La pensión de alimentos es la cantidad que los progenitores deben aportar para cubrir las necesidades de sus hijos: Vivienda, comida, ropa, estudios, salud y ocio.
¿Cómo se calcula? Depende de los ingresos de los progenitores y de las necesidades concretas de los hijos. Normalmente la paga el progenitor que no tiene la custodia o, en caso de custodia compartida, quien tenga mayor capacidad económica.

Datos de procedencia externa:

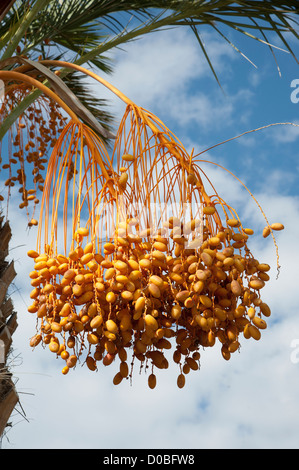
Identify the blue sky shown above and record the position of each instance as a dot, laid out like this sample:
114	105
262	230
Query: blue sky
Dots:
252	400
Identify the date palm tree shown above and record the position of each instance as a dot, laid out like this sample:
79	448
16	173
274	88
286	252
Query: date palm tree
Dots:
44	45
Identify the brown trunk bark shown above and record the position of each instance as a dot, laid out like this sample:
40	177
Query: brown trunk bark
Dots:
8	324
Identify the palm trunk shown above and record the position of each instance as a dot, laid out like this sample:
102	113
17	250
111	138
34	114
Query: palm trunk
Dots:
8	324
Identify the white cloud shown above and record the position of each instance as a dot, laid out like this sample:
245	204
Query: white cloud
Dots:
250	401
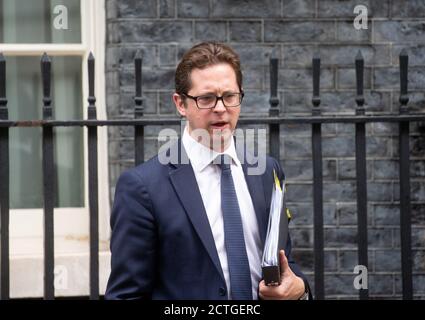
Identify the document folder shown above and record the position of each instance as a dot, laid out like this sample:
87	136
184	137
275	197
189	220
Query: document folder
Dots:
277	234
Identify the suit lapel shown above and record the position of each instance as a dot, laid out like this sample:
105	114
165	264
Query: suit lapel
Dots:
185	185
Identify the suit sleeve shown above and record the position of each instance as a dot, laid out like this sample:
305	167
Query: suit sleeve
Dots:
133	241
288	251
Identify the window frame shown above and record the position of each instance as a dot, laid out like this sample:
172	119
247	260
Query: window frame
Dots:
28	223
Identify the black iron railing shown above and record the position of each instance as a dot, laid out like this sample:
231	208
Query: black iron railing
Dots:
274	120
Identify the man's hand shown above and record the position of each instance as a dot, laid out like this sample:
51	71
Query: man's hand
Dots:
291	286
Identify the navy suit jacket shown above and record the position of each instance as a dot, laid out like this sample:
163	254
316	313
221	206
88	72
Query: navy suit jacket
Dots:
162	244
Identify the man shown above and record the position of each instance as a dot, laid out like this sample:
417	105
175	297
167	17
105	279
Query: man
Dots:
196	230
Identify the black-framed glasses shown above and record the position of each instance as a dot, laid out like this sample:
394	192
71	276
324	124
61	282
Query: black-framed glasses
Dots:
209	101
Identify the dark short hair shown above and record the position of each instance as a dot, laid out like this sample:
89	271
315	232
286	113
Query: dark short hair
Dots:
201	56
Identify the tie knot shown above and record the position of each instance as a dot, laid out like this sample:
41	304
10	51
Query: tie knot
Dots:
223	161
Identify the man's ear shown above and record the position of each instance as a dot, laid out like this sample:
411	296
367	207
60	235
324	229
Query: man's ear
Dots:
179	102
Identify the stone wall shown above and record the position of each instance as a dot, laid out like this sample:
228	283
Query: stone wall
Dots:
292	30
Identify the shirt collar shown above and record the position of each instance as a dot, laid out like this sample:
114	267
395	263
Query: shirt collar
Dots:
200	156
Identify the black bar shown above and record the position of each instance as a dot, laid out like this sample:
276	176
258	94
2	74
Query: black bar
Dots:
361	174
405	212
93	187
4	188
49	195
139	131
319	283
274	128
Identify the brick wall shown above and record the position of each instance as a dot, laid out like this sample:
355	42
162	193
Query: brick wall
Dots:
292	30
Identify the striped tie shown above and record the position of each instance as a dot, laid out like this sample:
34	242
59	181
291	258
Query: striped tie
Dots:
237	259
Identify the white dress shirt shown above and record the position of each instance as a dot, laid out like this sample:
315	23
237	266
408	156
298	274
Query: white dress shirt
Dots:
208	177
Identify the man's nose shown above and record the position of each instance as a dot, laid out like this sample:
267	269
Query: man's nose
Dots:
219	107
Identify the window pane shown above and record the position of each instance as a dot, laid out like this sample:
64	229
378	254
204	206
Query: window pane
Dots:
24	93
40	21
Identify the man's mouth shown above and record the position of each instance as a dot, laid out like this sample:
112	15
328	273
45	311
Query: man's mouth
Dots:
220	125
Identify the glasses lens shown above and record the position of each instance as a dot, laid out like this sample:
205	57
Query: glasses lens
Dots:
207	101
232	99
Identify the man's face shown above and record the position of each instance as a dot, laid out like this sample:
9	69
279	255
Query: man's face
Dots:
219	122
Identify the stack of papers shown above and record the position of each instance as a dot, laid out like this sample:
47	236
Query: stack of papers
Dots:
277	234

Es importante saber que la obligación de contribuir a los alimentos de los hijos no cesa cuando estos cumplen 18 años sino que se mantiene hasta el momento que marque la sentencia judicial, que suele ser hasta que el hijo/a alcance la independencia económica.
Una vez alcanzada esta independencia económica, es importante recordar que no se puede dejar de pagar automáticamente la pensión de alimentos. Se debe solicitar la cesación de la obligación de contribuir a la pensión de alimentos, o bien consensuando su cese por cambio de circunstancias de forma fehaciente o bien, en caso de no llegar a un acuerdo, acudiendo al juzgado a solicitar su cesación mediante un procedimiento de modificación de medidas.
¿Y si no hay matrimonio o pareja registrada? No importa. La pensión de alimentos es un derecho de los hijos, independientemente de si los padres están casados o no. Puede reclamarse mediante un procedimiento de medidas paternofiliales, donde también se regulan la custodia y las visitas.